Peran Lionel Scaloni dan Messi
Banyak pihak menilai keberhasilan membangun mental juara Argentina tidak lepas dari kepemimpinan Lionel Scaloni sejak 2018.
Scaloni disebut berhasil menciptakan lingkungan yang solid dan mendukung Lionel Messi sebagai pemimpin di lapangan.
Messi, yang kini berusia 39 tahun dan telah mengoleksi delapan Ballon d’Or, terus menjadi sosok sentral dalam perjalanan Argentina dalam beberapa tahun terakhir.
Kolaborasi Scaloni dan Messi membawa Argentina meraih dua gelar Copa America secara beruntun dan mengantarkan tim meraih gelar Piala Dunia ketiga pada edisi Qatar 2022.
Presiden Asosiasi Psikologi Olahraga Argentina, Pablo Nigro, menilai tim ini mampu mengubah tekanan menjadi motivasi untuk berkembang.
“Tim ini melihat tekanan sebagai peluang untuk peningkatan diri, untuk keunggulan,” ujar Nigro.
Menurut Nigro, karakter tersebut terbentuk dari perpaduan antara budaya sepak bola dan tingginya ekspektasi masyarakat Argentina terhadap prestasi.

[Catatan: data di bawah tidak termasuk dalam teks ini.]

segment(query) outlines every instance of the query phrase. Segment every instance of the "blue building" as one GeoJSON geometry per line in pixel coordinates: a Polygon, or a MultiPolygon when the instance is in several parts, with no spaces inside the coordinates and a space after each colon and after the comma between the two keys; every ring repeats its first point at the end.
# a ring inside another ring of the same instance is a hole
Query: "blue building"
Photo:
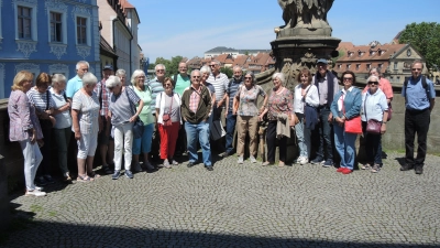
{"type": "Polygon", "coordinates": [[[76,63],[101,74],[96,0],[0,0],[0,98],[8,98],[15,74],[76,75],[76,63]]]}

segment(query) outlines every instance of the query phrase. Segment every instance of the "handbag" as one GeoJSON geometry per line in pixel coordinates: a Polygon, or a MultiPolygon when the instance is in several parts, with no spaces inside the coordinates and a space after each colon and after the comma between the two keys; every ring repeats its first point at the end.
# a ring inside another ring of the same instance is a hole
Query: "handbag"
{"type": "Polygon", "coordinates": [[[367,119],[365,131],[369,133],[373,133],[373,134],[380,134],[381,128],[382,128],[382,121],[378,121],[376,119],[369,120],[369,117],[366,117],[366,98],[367,97],[369,97],[369,94],[365,95],[365,103],[364,103],[364,112],[365,112],[365,118],[367,119]]]}
{"type": "MultiPolygon", "coordinates": [[[[125,88],[125,94],[127,94],[127,97],[128,97],[129,103],[130,103],[130,109],[132,110],[133,116],[134,116],[134,114],[136,114],[136,108],[135,108],[134,104],[131,103],[130,97],[129,97],[129,93],[127,93],[127,90],[128,89],[125,88]]],[[[144,134],[144,129],[145,129],[144,128],[144,122],[138,116],[136,120],[133,123],[133,129],[132,129],[133,138],[134,139],[142,138],[142,136],[144,134]]]]}
{"type": "MultiPolygon", "coordinates": [[[[342,111],[345,115],[345,105],[342,101],[342,111]]],[[[348,133],[361,134],[362,133],[362,119],[361,116],[346,119],[344,123],[344,130],[348,133]]]]}

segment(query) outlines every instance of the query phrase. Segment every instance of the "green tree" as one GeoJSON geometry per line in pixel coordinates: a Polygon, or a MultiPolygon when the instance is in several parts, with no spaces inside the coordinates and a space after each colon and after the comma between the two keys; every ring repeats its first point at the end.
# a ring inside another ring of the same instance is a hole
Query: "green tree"
{"type": "MultiPolygon", "coordinates": [[[[405,26],[400,44],[411,44],[426,60],[428,68],[440,66],[440,24],[437,22],[413,22],[405,26]]],[[[437,69],[437,68],[436,68],[437,69]]]]}
{"type": "Polygon", "coordinates": [[[220,73],[223,73],[228,76],[228,78],[232,78],[232,69],[230,67],[221,67],[220,73]]]}

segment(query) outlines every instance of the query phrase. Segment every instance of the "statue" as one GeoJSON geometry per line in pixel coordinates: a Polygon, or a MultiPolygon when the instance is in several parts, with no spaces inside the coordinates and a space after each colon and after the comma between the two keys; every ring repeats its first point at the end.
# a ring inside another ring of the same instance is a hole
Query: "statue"
{"type": "MultiPolygon", "coordinates": [[[[283,19],[286,25],[283,29],[307,29],[309,31],[330,29],[329,32],[317,33],[331,35],[331,26],[327,21],[334,0],[278,0],[283,9],[283,19]]],[[[302,32],[304,33],[304,32],[302,32]]],[[[305,33],[306,34],[306,33],[305,33]]]]}

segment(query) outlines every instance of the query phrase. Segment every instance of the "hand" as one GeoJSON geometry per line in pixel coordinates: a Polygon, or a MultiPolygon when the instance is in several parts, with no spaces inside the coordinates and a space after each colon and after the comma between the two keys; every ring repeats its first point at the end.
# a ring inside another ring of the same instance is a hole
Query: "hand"
{"type": "Polygon", "coordinates": [[[75,131],[75,139],[80,140],[81,139],[81,131],[75,131]]]}

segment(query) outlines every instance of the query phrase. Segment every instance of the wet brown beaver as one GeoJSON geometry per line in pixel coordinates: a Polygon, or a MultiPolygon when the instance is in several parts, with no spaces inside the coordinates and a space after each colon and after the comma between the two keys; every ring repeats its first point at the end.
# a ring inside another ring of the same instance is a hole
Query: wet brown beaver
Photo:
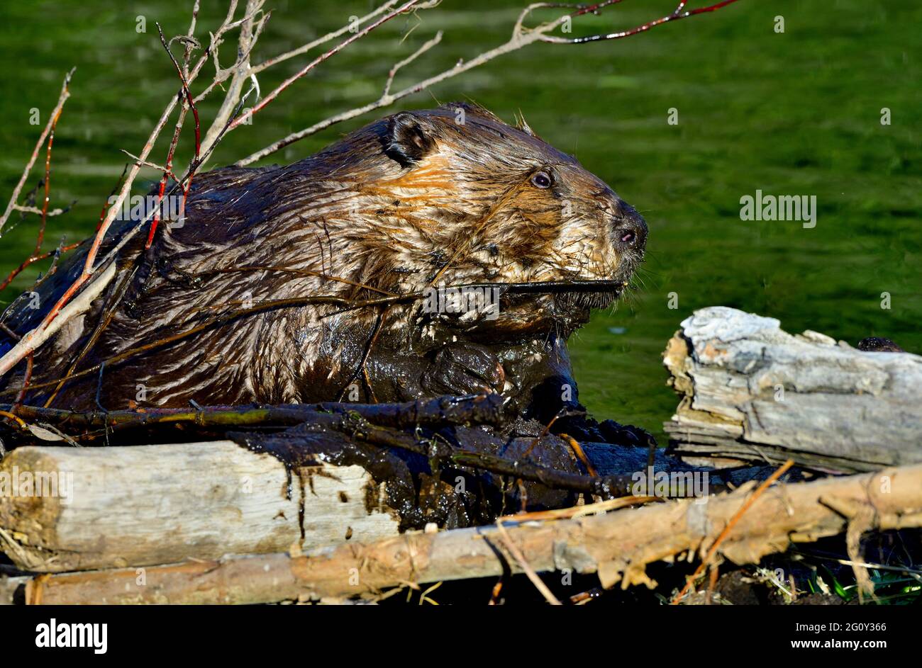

“Kita hidup di negara yang sangat berorientasi pada kesuksesan, sejak usia muda kita terus-menerus diharapkan untuk menang.”
Nilai Pengorbanan dan Kerendahan Hati
Antropolog Federico Czesli, yang meneliti sistem pembinaan sepak bola profesional di Universitas San Martin, menilai karakter pemain Argentina juga dibentuk sejak usia dini.
Ia menjelaskan bahwa akademi sepak bola di Argentina menanamkan nilai pengorbanan, kerja keras, dan kerendahan hati kepada para pemain muda.
Banyak pesepak bola Argentina berasal dari keluarga sederhana, sehingga mereka merasa memiliki tanggung jawab untuk membalas jasa keluarga dan pelatih yang telah mendukung perjalanan karier mereka.
“Kerendahan hati memberi pemain… alat utama untuk mengatasi kesulitan dan terus maju,” kata Czesli.
Di luar lapangan, dukungan luar biasa dari suporter Argentina juga menjadi faktor penting yang membentuk mental para pemain.
Menurut Czesli, para suporter tidak hanya menginginkan kemenangan, tetapi juga menuntut para pemain memberikan seluruh kemampuan mereka di setiap pertandingan.
“Suporter pada umumnya menuntut pemain Argentina bukan hanya bermain cantik, tetapi juga memberikan segalanya.”
“Selama itu terjadi, kamu akan pergi dengan kepala tegak.”
Mentalitas pantang menyerah itulah yang kini diharapkan kembali menjadi pembeda saat Argentina menghadapi Spanyol pada final Piala Dunia 2026 dan berupaya mempertahankan status mereka sebagai juara dunia.